2 The procedure
2.1.1 Indications for laparoscopic partial nephrectomy include: a solid renal tumour in a patient with a solitary kidney or compromised contralateral kidney; bilateral renal tumours; and small localised renal tumours in patients with a normal contralateral kidney. Most solid renal tumours are renal cell carcinomas but a small proportion of them are benign tumours, such as oncocytomas. The standard treatment for renal tumours is open partial nephrectomy.
2.1.2 Some small tumours may not be suitable for laparoscopic partial nephrectomy because of their position (centrally located lesions are more difficult to remove than peripheral lesions).
2.2.1 A laparoscopic partial nephrectomy is performed under general anaesthetic, using a transperitoneal or retroperitoneal approach. In the transperitoneal approach, the abdomen is insufflated with carbon dioxide and three or four small abdominal incisions are made. In the retroperitoneal approach, a small incision is made in the back and a dissecting balloon is inserted to create a retroperitoneal space. After insufflation with carbon dioxide, two or three additional small incisions are made in the back. The renal vessels are identified and either controlled using vessel loops or clamped, and the kidney is mobilised to allow exposure of the lesion. A laparoscopic ultrasound probe may be used to determine the line of incision and depth of tumour involvement. The specimen is enclosed in a bag and retrieved through an expanded port.
2.2.2 Hand-assisted laparoscopic partial nephrectomy allows the surgeon to place one hand in the abdomen while maintaining the pneumoperitoneum required for laparoscopy. An additional small incision is made that is just large enough for the surgeon's hand, and an airtight 'sleeve' device is used to form a seal around the incision.
2.3.1 One non-randomised comparative study of 200 patients reported a median hospital stay of 2 days for laparoscopic partial nephrectomy compared with 5 days for open partial nephrectomy (p < 0.001). A second non-randomised comparative study, which involved 49 patients, reported a mean hospital stay of 3 days for the laparoscopic procedure compared with 6 days for open surgery (p < 0.0002). The first of these studies also reported a significantly shorter median convalescence time for laparoscopic partial nephrectomy compared with open partial nephrectomy (4 weeks versus 6 weeks, p < 0.001).
2.3.2 In one non-randomised comparative study, positive surgical margins (with tumour involvement) were reported after 3% (3/100) of laparoscopic partial nephrectomies compared with 0% (0/100) of open partial nephrectomies. In a second non-randomised comparative study, positive surgical margins were reported in 0% (0/27) of laparoscopic procedures and 5% (1/22) of open procedures. Two case series reported positive surgical margins in 3% (1/37 and 3/100) of cases.

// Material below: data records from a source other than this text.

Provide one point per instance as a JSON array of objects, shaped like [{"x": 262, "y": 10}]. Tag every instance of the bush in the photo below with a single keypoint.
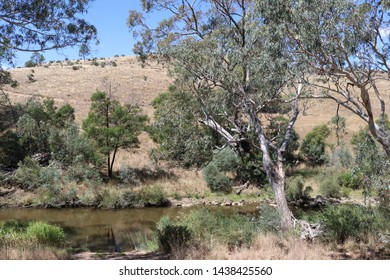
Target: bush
[
  {"x": 18, "y": 232},
  {"x": 341, "y": 157},
  {"x": 313, "y": 145},
  {"x": 216, "y": 180},
  {"x": 330, "y": 186},
  {"x": 206, "y": 226},
  {"x": 296, "y": 189},
  {"x": 350, "y": 180},
  {"x": 29, "y": 64},
  {"x": 215, "y": 173},
  {"x": 11, "y": 152},
  {"x": 170, "y": 236},
  {"x": 127, "y": 175},
  {"x": 350, "y": 221},
  {"x": 45, "y": 233},
  {"x": 150, "y": 196}
]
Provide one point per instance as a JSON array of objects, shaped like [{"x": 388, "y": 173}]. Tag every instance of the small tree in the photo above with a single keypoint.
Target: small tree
[
  {"x": 313, "y": 146},
  {"x": 113, "y": 126}
]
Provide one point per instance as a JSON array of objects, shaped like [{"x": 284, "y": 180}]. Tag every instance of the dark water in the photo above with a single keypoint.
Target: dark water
[{"x": 105, "y": 230}]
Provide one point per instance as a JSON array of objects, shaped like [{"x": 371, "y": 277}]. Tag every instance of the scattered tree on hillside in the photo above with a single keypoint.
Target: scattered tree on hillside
[
  {"x": 237, "y": 69},
  {"x": 345, "y": 45},
  {"x": 113, "y": 126},
  {"x": 36, "y": 26}
]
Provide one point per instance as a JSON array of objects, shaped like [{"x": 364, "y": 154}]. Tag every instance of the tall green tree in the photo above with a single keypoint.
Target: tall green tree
[
  {"x": 235, "y": 66},
  {"x": 113, "y": 126}
]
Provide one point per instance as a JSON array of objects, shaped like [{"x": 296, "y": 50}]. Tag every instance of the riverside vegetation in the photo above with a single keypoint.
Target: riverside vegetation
[{"x": 227, "y": 127}]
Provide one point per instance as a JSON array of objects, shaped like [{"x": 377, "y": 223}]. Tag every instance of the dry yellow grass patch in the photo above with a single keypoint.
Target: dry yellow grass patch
[
  {"x": 272, "y": 247},
  {"x": 31, "y": 253}
]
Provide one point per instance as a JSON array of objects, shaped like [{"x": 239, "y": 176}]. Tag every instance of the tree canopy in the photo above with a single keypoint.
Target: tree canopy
[
  {"x": 36, "y": 25},
  {"x": 113, "y": 126},
  {"x": 235, "y": 66}
]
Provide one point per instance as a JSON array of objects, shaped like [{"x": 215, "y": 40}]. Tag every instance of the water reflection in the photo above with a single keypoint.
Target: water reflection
[{"x": 105, "y": 230}]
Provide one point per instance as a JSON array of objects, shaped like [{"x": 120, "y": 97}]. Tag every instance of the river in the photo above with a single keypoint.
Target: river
[{"x": 99, "y": 230}]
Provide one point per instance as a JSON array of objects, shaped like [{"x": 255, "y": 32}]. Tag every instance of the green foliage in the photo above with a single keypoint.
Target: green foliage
[
  {"x": 45, "y": 233},
  {"x": 17, "y": 232},
  {"x": 28, "y": 26},
  {"x": 28, "y": 174},
  {"x": 216, "y": 180},
  {"x": 127, "y": 175},
  {"x": 215, "y": 173},
  {"x": 313, "y": 145},
  {"x": 296, "y": 189},
  {"x": 176, "y": 129},
  {"x": 11, "y": 152},
  {"x": 70, "y": 148},
  {"x": 277, "y": 130},
  {"x": 113, "y": 126},
  {"x": 38, "y": 119},
  {"x": 371, "y": 164},
  {"x": 331, "y": 185},
  {"x": 29, "y": 64},
  {"x": 350, "y": 221},
  {"x": 170, "y": 236},
  {"x": 350, "y": 180},
  {"x": 251, "y": 168},
  {"x": 341, "y": 157},
  {"x": 149, "y": 196},
  {"x": 206, "y": 226}
]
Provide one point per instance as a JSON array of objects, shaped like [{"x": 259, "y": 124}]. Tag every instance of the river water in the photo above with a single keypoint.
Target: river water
[{"x": 99, "y": 230}]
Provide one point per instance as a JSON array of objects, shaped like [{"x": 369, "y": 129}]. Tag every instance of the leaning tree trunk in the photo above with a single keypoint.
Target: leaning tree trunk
[{"x": 275, "y": 174}]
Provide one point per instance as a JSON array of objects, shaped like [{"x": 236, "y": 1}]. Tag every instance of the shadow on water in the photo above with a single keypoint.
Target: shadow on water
[{"x": 99, "y": 230}]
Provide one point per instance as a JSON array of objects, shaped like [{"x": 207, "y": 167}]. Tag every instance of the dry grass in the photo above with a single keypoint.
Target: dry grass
[
  {"x": 31, "y": 253},
  {"x": 136, "y": 84},
  {"x": 264, "y": 247}
]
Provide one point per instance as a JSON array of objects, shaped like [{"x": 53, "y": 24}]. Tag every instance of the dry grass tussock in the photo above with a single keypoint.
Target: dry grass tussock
[
  {"x": 31, "y": 253},
  {"x": 264, "y": 247}
]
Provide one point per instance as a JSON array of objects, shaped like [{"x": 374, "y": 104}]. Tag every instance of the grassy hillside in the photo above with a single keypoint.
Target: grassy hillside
[{"x": 73, "y": 82}]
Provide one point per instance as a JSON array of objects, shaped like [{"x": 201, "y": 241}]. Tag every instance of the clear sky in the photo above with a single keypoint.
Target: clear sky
[{"x": 109, "y": 17}]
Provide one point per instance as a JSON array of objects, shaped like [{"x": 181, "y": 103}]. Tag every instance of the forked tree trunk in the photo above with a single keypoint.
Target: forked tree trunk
[{"x": 275, "y": 174}]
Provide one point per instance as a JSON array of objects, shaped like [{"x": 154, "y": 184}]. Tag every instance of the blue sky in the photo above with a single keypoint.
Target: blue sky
[{"x": 109, "y": 17}]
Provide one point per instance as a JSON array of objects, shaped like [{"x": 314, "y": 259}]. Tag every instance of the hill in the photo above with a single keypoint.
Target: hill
[{"x": 73, "y": 82}]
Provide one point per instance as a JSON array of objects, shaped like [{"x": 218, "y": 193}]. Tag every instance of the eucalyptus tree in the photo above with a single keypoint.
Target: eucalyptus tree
[
  {"x": 237, "y": 68},
  {"x": 345, "y": 45},
  {"x": 35, "y": 25},
  {"x": 113, "y": 126}
]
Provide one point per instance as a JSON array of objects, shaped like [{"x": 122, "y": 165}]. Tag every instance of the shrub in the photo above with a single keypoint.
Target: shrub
[
  {"x": 45, "y": 233},
  {"x": 18, "y": 232},
  {"x": 330, "y": 187},
  {"x": 350, "y": 221},
  {"x": 127, "y": 175},
  {"x": 170, "y": 236},
  {"x": 206, "y": 226},
  {"x": 371, "y": 164},
  {"x": 216, "y": 180},
  {"x": 29, "y": 64},
  {"x": 313, "y": 145},
  {"x": 350, "y": 180},
  {"x": 110, "y": 198},
  {"x": 153, "y": 196},
  {"x": 11, "y": 152},
  {"x": 341, "y": 157},
  {"x": 215, "y": 173},
  {"x": 296, "y": 189},
  {"x": 150, "y": 196}
]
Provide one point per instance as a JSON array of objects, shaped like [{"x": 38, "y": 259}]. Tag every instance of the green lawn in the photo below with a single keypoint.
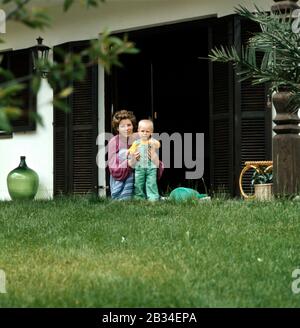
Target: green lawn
[{"x": 83, "y": 253}]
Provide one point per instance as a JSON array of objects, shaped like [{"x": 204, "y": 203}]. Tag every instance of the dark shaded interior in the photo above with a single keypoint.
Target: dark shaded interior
[{"x": 168, "y": 82}]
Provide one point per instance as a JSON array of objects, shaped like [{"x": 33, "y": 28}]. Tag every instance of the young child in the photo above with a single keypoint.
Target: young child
[{"x": 145, "y": 183}]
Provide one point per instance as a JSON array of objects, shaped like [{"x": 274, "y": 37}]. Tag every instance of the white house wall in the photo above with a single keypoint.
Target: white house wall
[{"x": 81, "y": 24}]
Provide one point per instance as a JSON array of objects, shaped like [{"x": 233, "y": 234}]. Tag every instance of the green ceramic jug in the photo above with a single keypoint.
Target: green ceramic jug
[{"x": 22, "y": 182}]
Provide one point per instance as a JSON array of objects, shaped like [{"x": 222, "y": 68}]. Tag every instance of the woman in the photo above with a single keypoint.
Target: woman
[{"x": 120, "y": 167}]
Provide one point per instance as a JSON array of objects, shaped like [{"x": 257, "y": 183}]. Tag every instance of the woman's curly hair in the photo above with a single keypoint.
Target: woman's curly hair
[{"x": 122, "y": 115}]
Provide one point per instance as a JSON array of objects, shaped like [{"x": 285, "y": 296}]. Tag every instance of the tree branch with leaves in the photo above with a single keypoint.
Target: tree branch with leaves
[{"x": 72, "y": 68}]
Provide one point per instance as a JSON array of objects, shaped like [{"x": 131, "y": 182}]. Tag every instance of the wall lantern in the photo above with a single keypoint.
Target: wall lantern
[{"x": 40, "y": 54}]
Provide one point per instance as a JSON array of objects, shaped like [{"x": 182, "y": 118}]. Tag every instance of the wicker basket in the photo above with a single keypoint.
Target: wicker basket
[{"x": 263, "y": 191}]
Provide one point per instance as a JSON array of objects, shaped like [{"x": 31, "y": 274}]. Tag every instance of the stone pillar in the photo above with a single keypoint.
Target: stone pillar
[
  {"x": 286, "y": 142},
  {"x": 286, "y": 147}
]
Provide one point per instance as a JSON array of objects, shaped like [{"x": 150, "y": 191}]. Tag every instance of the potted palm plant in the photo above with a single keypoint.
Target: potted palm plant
[{"x": 278, "y": 44}]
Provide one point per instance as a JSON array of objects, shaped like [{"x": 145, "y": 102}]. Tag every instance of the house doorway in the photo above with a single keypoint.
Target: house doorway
[{"x": 168, "y": 82}]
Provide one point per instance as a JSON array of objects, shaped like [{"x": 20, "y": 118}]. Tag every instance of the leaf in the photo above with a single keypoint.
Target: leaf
[{"x": 67, "y": 4}]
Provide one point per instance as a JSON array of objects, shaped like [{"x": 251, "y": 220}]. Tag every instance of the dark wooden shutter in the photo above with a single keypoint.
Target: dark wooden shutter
[
  {"x": 75, "y": 135},
  {"x": 253, "y": 142},
  {"x": 221, "y": 110}
]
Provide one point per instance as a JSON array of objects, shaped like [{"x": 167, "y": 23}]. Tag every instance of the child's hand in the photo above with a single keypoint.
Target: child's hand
[
  {"x": 152, "y": 155},
  {"x": 133, "y": 159}
]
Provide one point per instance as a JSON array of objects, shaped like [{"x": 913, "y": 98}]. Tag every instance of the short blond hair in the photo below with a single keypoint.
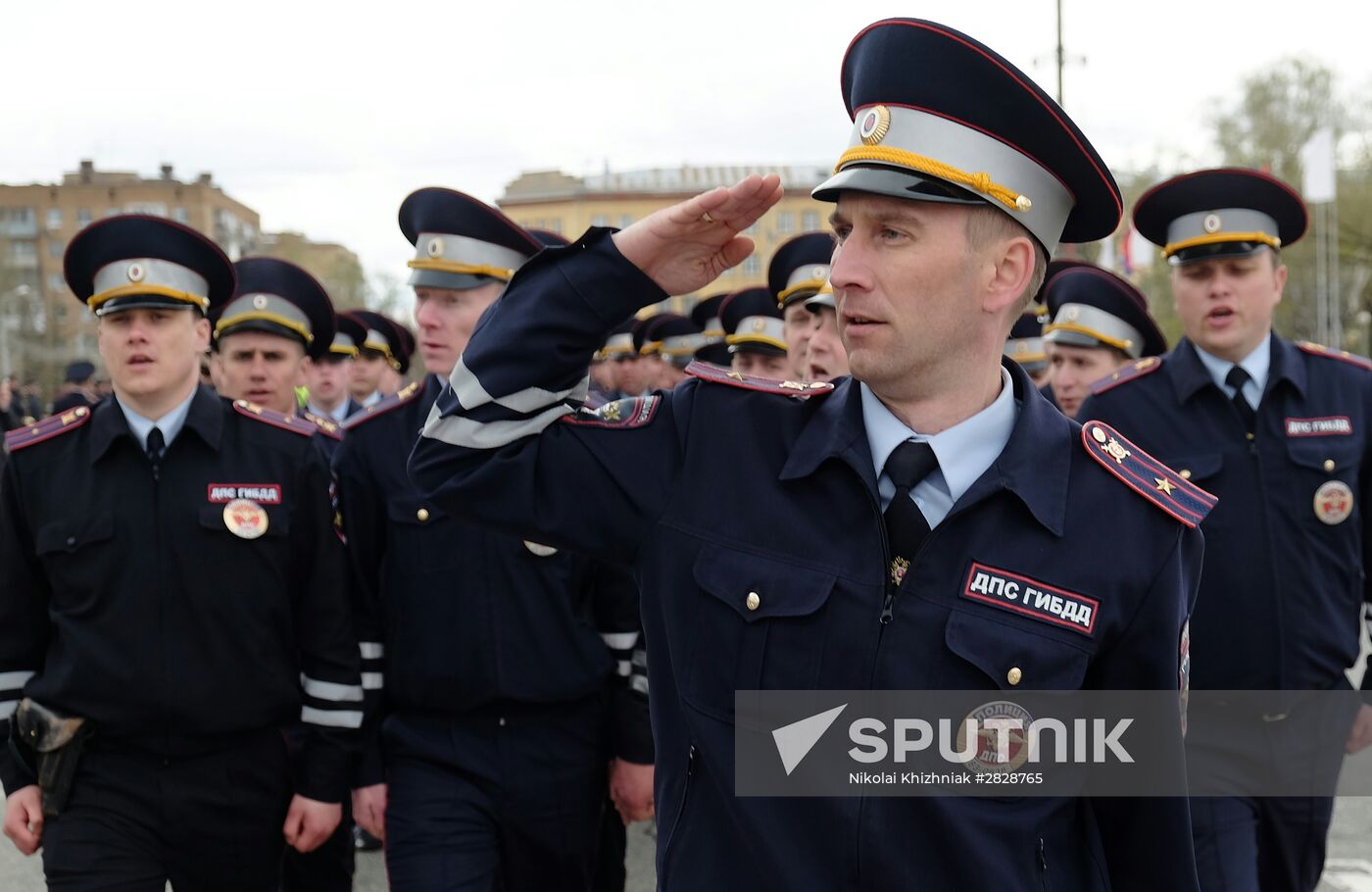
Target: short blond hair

2.3.3 Three studies reported tumour recurrence rates of 0% (0/100), 0% (0/79) and 4% (2/48) after mean follow-up periods of 15 months, 20 months and 38 months, respectively. For more details, refer to the Sources of evidence.
2.3.4 The Specialist Advisors noted concern about the possibility of incomplete cancer clearance.
2.4.1 Six studies reported urine leakage as a complication, affecting between 2% (2/100) and 9% (5/53) of patients. In three studies, the rate of postoperative haemorrhage was 2% (4/200, 2/100 and 1/53 of patients), and the rate of intraoperative haemorrhage ranged from 3% (3/100) to 8% (4/53). Other complications included renal failure; damage to the ureter, bowel and blood vessels; and urinary tract infection. For more details, refer to the sources of evidence.
2.4.2 The main safety concerns listed by the Specialist Advisors were intraoperative and postoperative bleeding, and urine leak.